Standing on the sidelines, critically observing the City Council heartily endorse a ban on polystyrene food containers, Steve Rose said history is repeating.
“Once again middle- and lower-income people will be hurt by the environmentalists,” he says.
Since the ban due to arrive in the summertime will span upscale and downscale eateries, the CEO of the Chamber of Commerce worries about the most vulnerable patrons.
“In the more expensive restaurants in our city,” Mr. Rose said, “if prices go up 50 cents or a dollar (because of the new law), those customers barely will notice it.
“In many of our restaurants that serve people with lower incomes, when the price goes up a nickel or a dime, it affects these people.”
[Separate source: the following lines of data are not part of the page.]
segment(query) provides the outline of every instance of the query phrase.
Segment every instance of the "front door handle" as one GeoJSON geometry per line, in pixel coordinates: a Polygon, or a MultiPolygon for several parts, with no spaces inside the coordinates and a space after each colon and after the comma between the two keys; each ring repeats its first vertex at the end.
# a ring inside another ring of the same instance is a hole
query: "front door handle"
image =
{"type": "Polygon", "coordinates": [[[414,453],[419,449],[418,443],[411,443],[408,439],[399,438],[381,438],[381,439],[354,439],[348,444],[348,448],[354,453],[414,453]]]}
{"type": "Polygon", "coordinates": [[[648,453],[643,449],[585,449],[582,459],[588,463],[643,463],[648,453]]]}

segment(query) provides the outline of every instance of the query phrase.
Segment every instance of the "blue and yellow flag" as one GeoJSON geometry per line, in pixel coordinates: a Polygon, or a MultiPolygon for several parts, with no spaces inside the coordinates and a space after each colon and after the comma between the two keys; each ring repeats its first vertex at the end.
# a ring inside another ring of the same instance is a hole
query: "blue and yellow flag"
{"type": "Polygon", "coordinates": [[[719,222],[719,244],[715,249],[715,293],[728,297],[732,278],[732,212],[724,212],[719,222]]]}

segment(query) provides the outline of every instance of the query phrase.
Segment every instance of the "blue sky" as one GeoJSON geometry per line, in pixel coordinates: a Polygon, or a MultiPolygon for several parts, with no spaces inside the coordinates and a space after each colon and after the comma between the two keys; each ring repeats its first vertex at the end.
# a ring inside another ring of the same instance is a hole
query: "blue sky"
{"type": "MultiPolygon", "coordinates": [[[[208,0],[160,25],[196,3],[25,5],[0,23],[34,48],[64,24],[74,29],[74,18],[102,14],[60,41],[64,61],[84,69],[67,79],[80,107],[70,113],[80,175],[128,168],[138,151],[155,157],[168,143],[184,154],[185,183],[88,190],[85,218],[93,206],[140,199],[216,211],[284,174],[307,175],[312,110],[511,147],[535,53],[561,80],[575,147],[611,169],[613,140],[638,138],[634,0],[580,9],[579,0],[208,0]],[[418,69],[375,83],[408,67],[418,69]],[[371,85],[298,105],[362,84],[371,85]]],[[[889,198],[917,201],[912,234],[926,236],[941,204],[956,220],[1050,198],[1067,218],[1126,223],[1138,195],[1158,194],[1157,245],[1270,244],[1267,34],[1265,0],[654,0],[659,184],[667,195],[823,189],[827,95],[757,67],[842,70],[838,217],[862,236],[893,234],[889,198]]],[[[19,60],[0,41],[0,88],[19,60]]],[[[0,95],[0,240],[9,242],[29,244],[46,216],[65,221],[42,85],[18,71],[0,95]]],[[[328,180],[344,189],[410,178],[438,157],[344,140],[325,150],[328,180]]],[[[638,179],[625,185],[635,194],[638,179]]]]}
Steering directly to his main point, the Chamber chief declared that “once again the environmental cost hits the people with middle or lower incomes more than it does the upper.”
Shifting to a different economic concern, Mr. Rose said that the most vulnerable residents “were hurt again” by drought-sparked water concerns.
“When water districts and water companies were paying to take out grass,” he said, “people who took the most advantage of this were residents who could afford to do it themselves. But they got a subsidy to do it.
Lower-income people who could not afford to do it, with or without a subsidy, were the ones stuck with paying higher water bills to subsidize people who took advantage of it.”